— …А почему бы тебе не написать эту новую, совершенно другую книгу под своим настоящим именем и не отдать нам Огайо?
— Я уже сказал, это — мой псевдоним. И несколько романов про черного полковника, да и про Снека из Алабамы не так уж плохи, и, кто знает, может, из-за новой книги их перечтут еще раз, и повнимательнее. Во всяком случае, это все — мое творчество.
— Абсолютно ясно, твое творчество. Хорошо тебя понимаю. Но тебе, наверно, следовало бы подумать и о том, что имя Огайо может даже повредить новому, гораздо более серьезному, высоколитературному произведению. Я имею в виду, ну ты же знаешь поверхностность нашего бизнеса, тут легко может случиться, что люди, задающие тон, просто скажут: а, это тот Огайо, который пишет про ковбоев, наверняка чушь.
— Я не думаю, что «люди, задающие тон» вообще слышали про Питера Огайо. А если мое прошлое когда-нибудь станет известным, то я, наверно, буду только рад.
— Прошлое… Мне вот еще что пришло в голову: у тебя же скоро день рождения? Восемьдесят восемь? Восемьдесят девять?
— Семьдесят девять.
— Ой, извини. Но моя голова и цифры — это несовместимо… Во всяком случае, мы подумывали выпустить по этому поводу специальный сборник романов про черного полковника. Правда, я должен сказать, мы хотели сделать это вместе с пилотным выпуском серии о Чингизе.
«Чингиз преследует амазонского убийцу» — это не должно звучать слишком по-арабски.
— Значит, не выпустите, — сказал Огайо.
— Ага. Ясно. Но может, ты подумаешь над этим еще раз. И вспомни, как долго ты сотрудничаешь с издательством. Это ведь уже почти как супружество, после стольких лет нельзя же просто бросить друг друга. Или ты думаешь иначе?
Огайо думал, что он устал. Через неделю концепт-менеджер пришел снова, на этот раз со всеми договорами и цифрами. Когда Огайо опять отказался дать свое имя для серии романов про Чингиза, тот подсчитал, как мало романов из «полковничьей» и «алабамской» серии было продано за последнее время.

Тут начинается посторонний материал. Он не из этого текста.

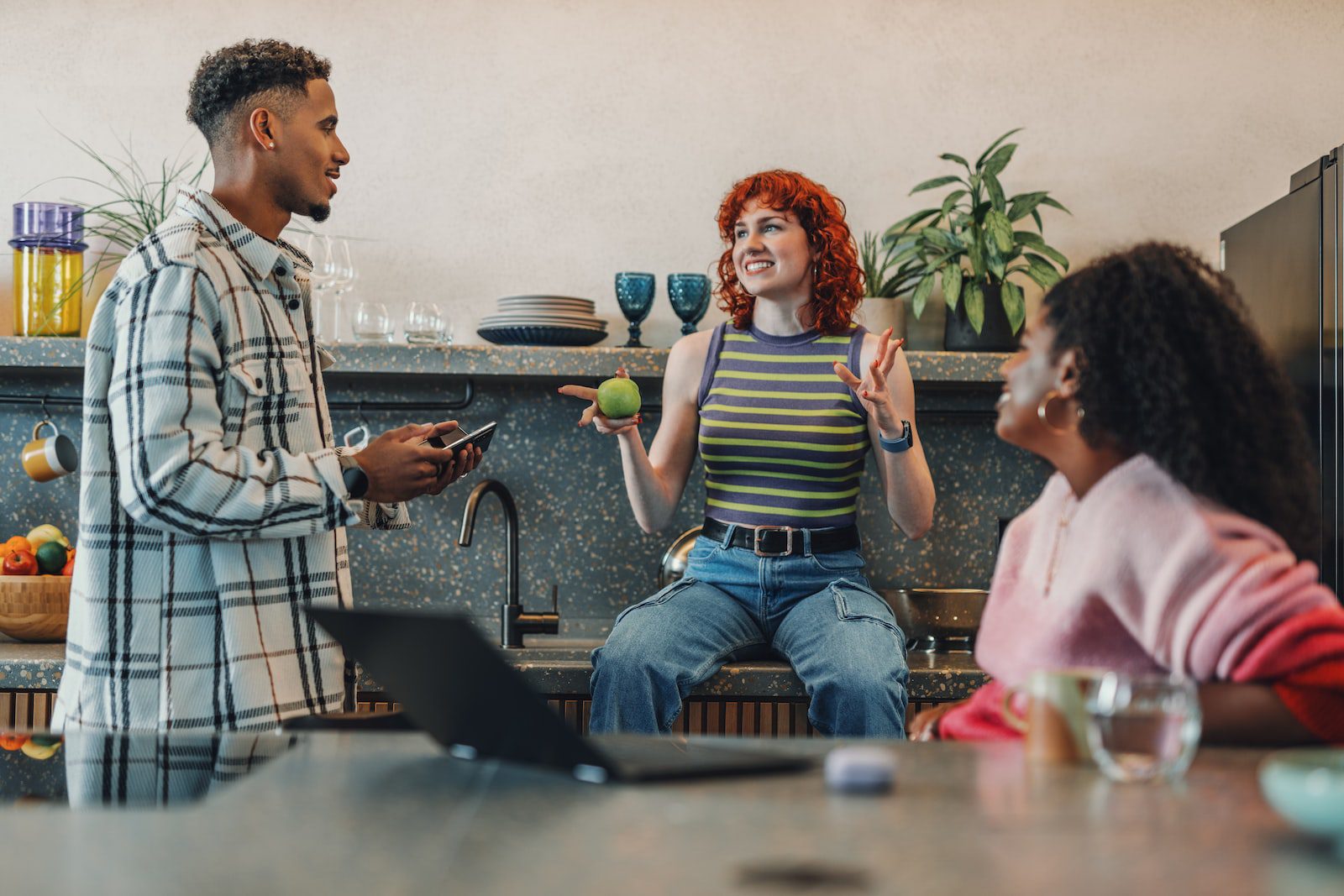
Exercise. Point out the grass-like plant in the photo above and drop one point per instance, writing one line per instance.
(138, 201)
(969, 241)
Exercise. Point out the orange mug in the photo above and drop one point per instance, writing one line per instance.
(1055, 721)
(51, 457)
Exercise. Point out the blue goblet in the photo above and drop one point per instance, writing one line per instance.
(635, 296)
(690, 295)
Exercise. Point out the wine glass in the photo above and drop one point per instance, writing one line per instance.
(342, 271)
(635, 296)
(326, 312)
(690, 295)
(425, 325)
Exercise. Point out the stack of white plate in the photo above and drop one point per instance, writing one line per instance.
(543, 320)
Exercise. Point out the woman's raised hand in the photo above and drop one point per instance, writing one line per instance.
(591, 416)
(873, 389)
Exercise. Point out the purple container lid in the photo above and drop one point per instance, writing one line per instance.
(55, 224)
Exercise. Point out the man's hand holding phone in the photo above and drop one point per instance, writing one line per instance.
(401, 465)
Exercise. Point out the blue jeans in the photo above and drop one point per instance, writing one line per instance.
(815, 609)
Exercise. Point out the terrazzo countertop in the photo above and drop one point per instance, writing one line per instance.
(564, 671)
(503, 360)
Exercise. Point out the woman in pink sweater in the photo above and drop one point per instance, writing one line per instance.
(1168, 537)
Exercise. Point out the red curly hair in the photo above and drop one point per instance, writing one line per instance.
(837, 281)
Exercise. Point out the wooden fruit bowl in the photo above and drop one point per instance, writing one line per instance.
(34, 607)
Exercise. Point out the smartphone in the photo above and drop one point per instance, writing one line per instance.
(459, 438)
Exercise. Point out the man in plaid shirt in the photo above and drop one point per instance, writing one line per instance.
(214, 503)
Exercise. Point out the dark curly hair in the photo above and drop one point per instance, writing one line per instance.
(837, 286)
(1173, 367)
(233, 76)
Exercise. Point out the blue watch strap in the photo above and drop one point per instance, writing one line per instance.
(902, 443)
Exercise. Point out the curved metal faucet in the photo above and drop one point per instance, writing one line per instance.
(514, 621)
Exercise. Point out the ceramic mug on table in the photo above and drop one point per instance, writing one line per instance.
(1055, 721)
(50, 457)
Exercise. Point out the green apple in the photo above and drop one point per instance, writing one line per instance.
(618, 398)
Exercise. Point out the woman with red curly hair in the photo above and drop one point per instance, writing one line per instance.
(783, 426)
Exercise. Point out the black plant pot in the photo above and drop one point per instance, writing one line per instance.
(995, 336)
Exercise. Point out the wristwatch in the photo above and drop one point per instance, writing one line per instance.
(354, 476)
(898, 445)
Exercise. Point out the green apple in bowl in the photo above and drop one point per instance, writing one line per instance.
(618, 398)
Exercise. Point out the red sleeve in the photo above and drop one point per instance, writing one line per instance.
(1303, 658)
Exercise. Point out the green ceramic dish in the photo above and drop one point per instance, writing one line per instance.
(1307, 786)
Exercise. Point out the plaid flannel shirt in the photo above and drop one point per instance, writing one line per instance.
(212, 504)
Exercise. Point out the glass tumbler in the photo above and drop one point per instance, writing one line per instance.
(425, 324)
(371, 322)
(1142, 727)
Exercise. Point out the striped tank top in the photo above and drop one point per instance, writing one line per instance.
(783, 439)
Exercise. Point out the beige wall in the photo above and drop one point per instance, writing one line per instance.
(517, 147)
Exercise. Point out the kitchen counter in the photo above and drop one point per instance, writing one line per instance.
(391, 813)
(564, 669)
(53, 354)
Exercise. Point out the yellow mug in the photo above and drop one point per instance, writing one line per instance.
(1055, 721)
(51, 457)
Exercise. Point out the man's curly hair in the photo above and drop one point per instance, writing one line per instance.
(228, 78)
(1173, 367)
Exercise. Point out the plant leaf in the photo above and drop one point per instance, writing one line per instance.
(996, 191)
(951, 284)
(999, 228)
(1041, 270)
(1000, 159)
(940, 238)
(936, 181)
(974, 300)
(921, 296)
(951, 199)
(995, 145)
(907, 222)
(1015, 304)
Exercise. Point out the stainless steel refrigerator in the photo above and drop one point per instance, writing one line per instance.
(1285, 261)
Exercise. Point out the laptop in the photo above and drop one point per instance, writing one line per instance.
(457, 687)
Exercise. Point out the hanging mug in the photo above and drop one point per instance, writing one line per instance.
(50, 457)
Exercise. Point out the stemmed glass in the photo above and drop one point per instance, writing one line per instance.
(690, 295)
(635, 296)
(326, 309)
(343, 273)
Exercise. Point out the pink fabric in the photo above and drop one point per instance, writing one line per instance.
(1148, 578)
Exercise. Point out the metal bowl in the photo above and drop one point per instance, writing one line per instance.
(938, 618)
(675, 558)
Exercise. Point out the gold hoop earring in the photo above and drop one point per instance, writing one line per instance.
(1043, 414)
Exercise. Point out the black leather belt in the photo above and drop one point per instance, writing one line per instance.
(781, 540)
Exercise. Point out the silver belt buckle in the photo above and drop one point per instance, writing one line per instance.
(788, 540)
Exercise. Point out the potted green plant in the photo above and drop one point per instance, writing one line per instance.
(969, 246)
(138, 202)
(882, 302)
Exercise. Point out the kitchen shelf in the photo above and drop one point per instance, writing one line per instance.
(501, 360)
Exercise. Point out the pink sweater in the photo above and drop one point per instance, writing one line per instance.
(1148, 578)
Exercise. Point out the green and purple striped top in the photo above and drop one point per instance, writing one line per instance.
(783, 439)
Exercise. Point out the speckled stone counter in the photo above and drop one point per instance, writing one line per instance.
(503, 360)
(393, 813)
(577, 530)
(564, 671)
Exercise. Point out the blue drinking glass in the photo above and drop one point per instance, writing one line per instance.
(690, 295)
(635, 296)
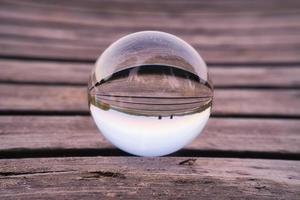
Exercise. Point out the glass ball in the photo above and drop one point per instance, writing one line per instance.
(149, 93)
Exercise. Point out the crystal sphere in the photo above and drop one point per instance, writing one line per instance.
(149, 93)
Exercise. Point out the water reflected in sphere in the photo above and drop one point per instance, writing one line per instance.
(149, 93)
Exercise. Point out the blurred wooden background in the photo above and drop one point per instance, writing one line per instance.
(50, 148)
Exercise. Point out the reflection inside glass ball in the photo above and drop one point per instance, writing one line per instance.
(149, 93)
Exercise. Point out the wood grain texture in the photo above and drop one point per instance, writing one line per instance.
(22, 71)
(79, 132)
(157, 178)
(226, 101)
(222, 32)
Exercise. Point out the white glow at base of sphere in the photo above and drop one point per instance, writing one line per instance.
(148, 136)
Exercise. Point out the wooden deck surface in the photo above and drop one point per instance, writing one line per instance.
(51, 149)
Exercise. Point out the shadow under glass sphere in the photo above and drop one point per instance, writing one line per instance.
(149, 93)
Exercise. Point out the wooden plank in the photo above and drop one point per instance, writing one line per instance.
(155, 178)
(226, 101)
(79, 132)
(206, 33)
(77, 73)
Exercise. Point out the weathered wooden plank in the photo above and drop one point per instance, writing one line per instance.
(221, 134)
(226, 101)
(77, 73)
(83, 43)
(158, 178)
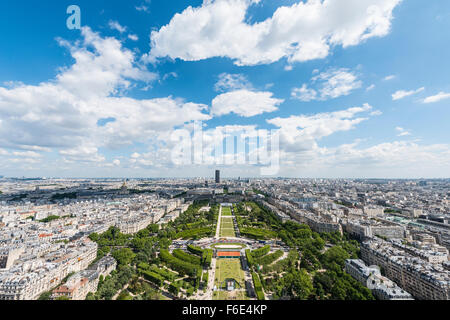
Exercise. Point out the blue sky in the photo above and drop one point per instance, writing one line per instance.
(273, 68)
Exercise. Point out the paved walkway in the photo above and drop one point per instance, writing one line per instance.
(219, 220)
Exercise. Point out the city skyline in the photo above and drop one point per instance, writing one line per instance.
(358, 93)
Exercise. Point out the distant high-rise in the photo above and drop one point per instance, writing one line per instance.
(217, 176)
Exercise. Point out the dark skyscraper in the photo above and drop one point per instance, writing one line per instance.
(217, 176)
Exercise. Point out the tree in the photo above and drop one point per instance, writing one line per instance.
(302, 285)
(337, 255)
(124, 256)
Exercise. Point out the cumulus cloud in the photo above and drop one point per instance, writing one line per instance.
(245, 103)
(114, 25)
(436, 98)
(133, 37)
(329, 85)
(301, 32)
(230, 82)
(301, 133)
(402, 132)
(403, 94)
(390, 77)
(63, 113)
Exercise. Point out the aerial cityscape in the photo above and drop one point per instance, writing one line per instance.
(209, 151)
(220, 239)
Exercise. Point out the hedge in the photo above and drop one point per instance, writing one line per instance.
(174, 288)
(207, 257)
(180, 254)
(258, 286)
(166, 274)
(258, 234)
(192, 233)
(195, 250)
(153, 277)
(268, 259)
(258, 253)
(176, 264)
(249, 257)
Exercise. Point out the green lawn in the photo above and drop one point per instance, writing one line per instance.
(230, 269)
(226, 211)
(227, 227)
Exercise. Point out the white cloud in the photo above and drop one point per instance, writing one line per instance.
(301, 133)
(143, 8)
(376, 113)
(62, 113)
(390, 77)
(245, 103)
(402, 132)
(231, 82)
(402, 93)
(133, 37)
(331, 84)
(27, 154)
(114, 25)
(301, 32)
(439, 97)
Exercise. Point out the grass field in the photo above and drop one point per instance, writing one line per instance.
(226, 211)
(227, 227)
(230, 269)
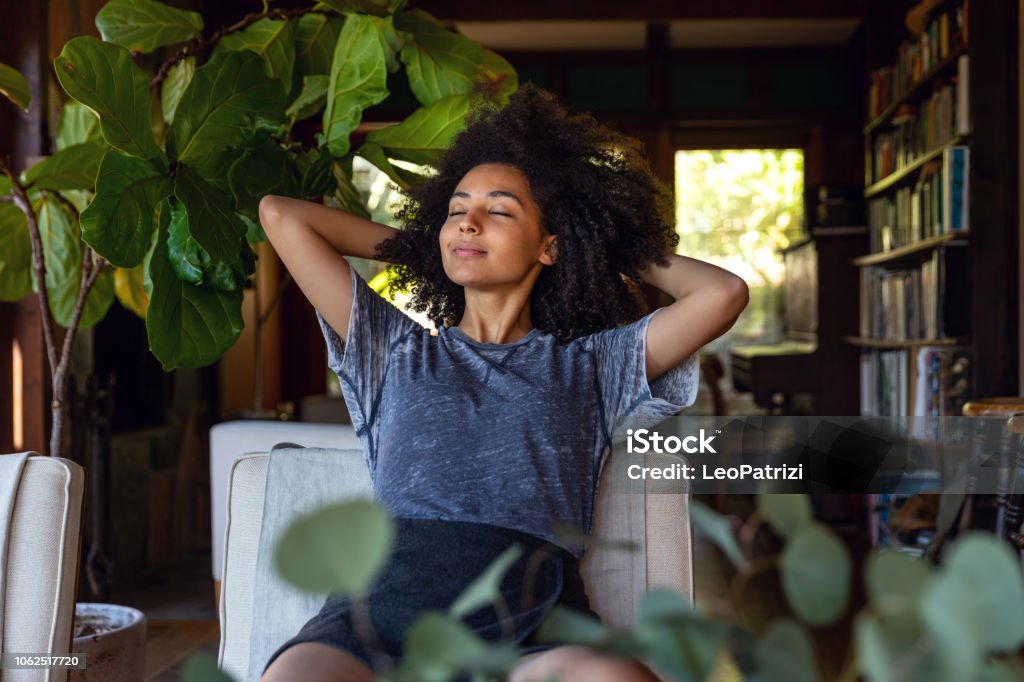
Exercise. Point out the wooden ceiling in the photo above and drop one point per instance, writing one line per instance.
(604, 25)
(643, 10)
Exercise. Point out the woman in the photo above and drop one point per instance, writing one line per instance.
(523, 250)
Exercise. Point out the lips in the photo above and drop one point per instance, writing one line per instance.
(468, 251)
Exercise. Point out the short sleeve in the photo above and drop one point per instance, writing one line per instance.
(625, 392)
(360, 361)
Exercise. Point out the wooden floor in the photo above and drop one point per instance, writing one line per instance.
(169, 643)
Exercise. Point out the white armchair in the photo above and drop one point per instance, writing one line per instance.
(615, 581)
(41, 499)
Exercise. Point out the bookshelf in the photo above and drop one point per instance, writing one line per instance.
(939, 303)
(914, 315)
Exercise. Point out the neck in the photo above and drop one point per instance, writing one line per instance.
(496, 317)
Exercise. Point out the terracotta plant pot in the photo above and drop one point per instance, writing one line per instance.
(113, 639)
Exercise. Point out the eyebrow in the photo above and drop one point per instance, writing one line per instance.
(496, 193)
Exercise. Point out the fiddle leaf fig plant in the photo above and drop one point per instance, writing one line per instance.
(152, 190)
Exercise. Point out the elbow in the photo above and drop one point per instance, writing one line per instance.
(270, 211)
(738, 294)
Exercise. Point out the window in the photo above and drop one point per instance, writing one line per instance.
(735, 208)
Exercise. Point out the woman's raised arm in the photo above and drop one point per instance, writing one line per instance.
(709, 299)
(310, 239)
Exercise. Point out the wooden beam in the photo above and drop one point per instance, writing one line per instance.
(649, 10)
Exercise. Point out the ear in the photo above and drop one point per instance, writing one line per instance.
(550, 254)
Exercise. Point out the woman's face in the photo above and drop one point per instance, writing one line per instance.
(493, 237)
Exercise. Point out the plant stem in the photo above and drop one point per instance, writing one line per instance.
(20, 199)
(91, 267)
(92, 264)
(197, 46)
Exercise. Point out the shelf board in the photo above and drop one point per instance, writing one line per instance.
(893, 178)
(925, 85)
(903, 252)
(912, 343)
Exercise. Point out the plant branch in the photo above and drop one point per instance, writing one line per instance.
(92, 265)
(56, 196)
(197, 46)
(20, 199)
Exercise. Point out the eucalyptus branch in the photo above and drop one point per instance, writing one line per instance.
(197, 46)
(20, 199)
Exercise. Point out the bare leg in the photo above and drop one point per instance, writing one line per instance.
(312, 662)
(579, 664)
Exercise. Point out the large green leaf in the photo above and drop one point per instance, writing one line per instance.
(438, 61)
(266, 169)
(62, 253)
(895, 580)
(987, 574)
(218, 109)
(212, 221)
(14, 86)
(314, 40)
(174, 86)
(188, 325)
(272, 40)
(402, 177)
(785, 654)
(426, 134)
(129, 288)
(104, 78)
(438, 646)
(310, 99)
(358, 76)
(340, 547)
(192, 262)
(119, 222)
(185, 255)
(894, 646)
(78, 124)
(685, 648)
(345, 193)
(815, 570)
(15, 254)
(145, 25)
(74, 167)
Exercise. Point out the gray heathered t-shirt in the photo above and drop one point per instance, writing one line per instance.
(509, 434)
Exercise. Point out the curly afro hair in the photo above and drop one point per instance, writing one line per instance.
(597, 195)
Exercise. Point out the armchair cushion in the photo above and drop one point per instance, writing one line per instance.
(40, 568)
(260, 506)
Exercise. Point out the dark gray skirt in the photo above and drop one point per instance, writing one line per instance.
(431, 563)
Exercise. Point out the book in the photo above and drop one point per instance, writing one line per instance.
(955, 168)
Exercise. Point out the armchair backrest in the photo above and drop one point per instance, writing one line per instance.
(615, 580)
(41, 565)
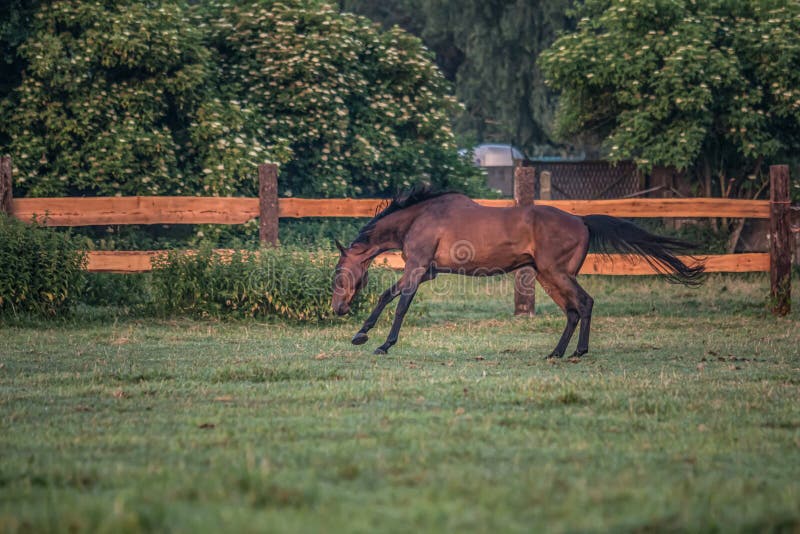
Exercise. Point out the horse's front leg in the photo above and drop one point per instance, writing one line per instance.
(389, 295)
(407, 287)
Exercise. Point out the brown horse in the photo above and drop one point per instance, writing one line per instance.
(449, 233)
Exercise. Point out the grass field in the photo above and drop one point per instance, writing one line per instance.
(684, 416)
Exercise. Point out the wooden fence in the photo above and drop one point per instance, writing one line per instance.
(85, 211)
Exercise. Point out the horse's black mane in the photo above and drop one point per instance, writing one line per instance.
(403, 200)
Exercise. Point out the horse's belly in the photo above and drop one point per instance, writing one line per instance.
(466, 257)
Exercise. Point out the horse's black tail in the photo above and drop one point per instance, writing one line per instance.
(607, 234)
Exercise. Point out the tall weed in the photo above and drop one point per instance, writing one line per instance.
(283, 282)
(41, 271)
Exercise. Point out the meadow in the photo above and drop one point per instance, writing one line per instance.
(685, 415)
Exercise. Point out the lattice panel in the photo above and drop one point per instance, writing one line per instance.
(590, 179)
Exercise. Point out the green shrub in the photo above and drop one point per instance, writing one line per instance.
(279, 282)
(122, 290)
(41, 271)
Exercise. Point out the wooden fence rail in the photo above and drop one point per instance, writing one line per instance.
(88, 211)
(268, 208)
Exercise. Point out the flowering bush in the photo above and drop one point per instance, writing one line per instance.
(122, 98)
(671, 83)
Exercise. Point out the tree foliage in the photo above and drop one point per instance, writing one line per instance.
(714, 83)
(164, 97)
(488, 49)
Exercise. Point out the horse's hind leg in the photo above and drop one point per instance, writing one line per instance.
(575, 303)
(585, 304)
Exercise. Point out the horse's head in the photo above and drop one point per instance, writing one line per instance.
(350, 276)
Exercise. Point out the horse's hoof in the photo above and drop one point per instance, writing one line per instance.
(359, 339)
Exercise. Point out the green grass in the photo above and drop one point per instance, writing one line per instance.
(685, 416)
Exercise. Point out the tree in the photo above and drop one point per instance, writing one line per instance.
(106, 92)
(696, 84)
(359, 111)
(488, 49)
(121, 98)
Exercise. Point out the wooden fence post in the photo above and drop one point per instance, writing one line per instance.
(268, 204)
(780, 244)
(545, 185)
(5, 185)
(525, 278)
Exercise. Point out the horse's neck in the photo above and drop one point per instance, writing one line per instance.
(390, 231)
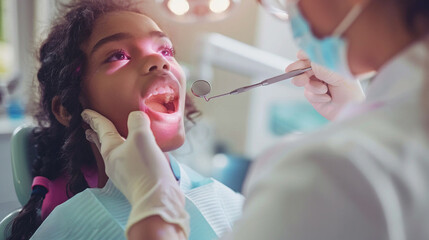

— Я знаю, добрый господин Руст за твои заслуги перед издательством вписал тебе тогда в договор пожизненный твердый оклад. Правда — поверь, мне неприятно об этом говорить, — только до тех пор, пока твои романы продаются. Наш юрист, Алекс, ты его знаешь, это проверил. Ну вот, серия про Чингиза, разумеется, была бы замечательной возможностью еще раз реанимировать старые вещи. Я не хочу преувеличивать, но первые романы, которые я прочел… пойми меня правильно, я думаю, люди скажут: э, надо обязательно прочитать и другие вещи этого автора. А если мы не используем этой возможности, ну, тогда… В общем я не могу настрогать покупателей «полковничьей» серии.
Питера Огайо трясло от ярости и страха, когда он встал с дивана и сказал:
— Но я не хочу. А теперь, пожалуйста, уходи, мне надо работать.
Это был его последний гость, а через три месяца, на Рождество, вероятно, приедет сестра.
Огайо залил пакетик чая кипятком. Почему ему не дается сцена с полковником? Некоторое время назад у него появился такой ужас перед провалом, что от одной мысли об этой сцене пересыхало во рту. А если попытаться просто описать происходящее, как в полицейском отчете? Никаких сравнений, никаких образов, никаких, даже малейших, отступлений, никаких амбиций. С другой стороны — разве это будет литература? Без изысканных стройных предложений, заставляющих читателя прищелкивать языком? Без наблюдений на полях, говорящих зачастую намного больше основного повествования? Без образов, делающих содержание чувственно узнаваемым? Например, Марита, как-никак руководительница экуменического художественного объединения, она всегда была в восторге от его сравнений. «Мужчина, похожий на выветренную веками, но все еще прямую, выдерживающую каждый день натиск времени колонну Акрополя». Или: «Девушка сбежала со склона, подпрыгивая, как влюбленная козочка».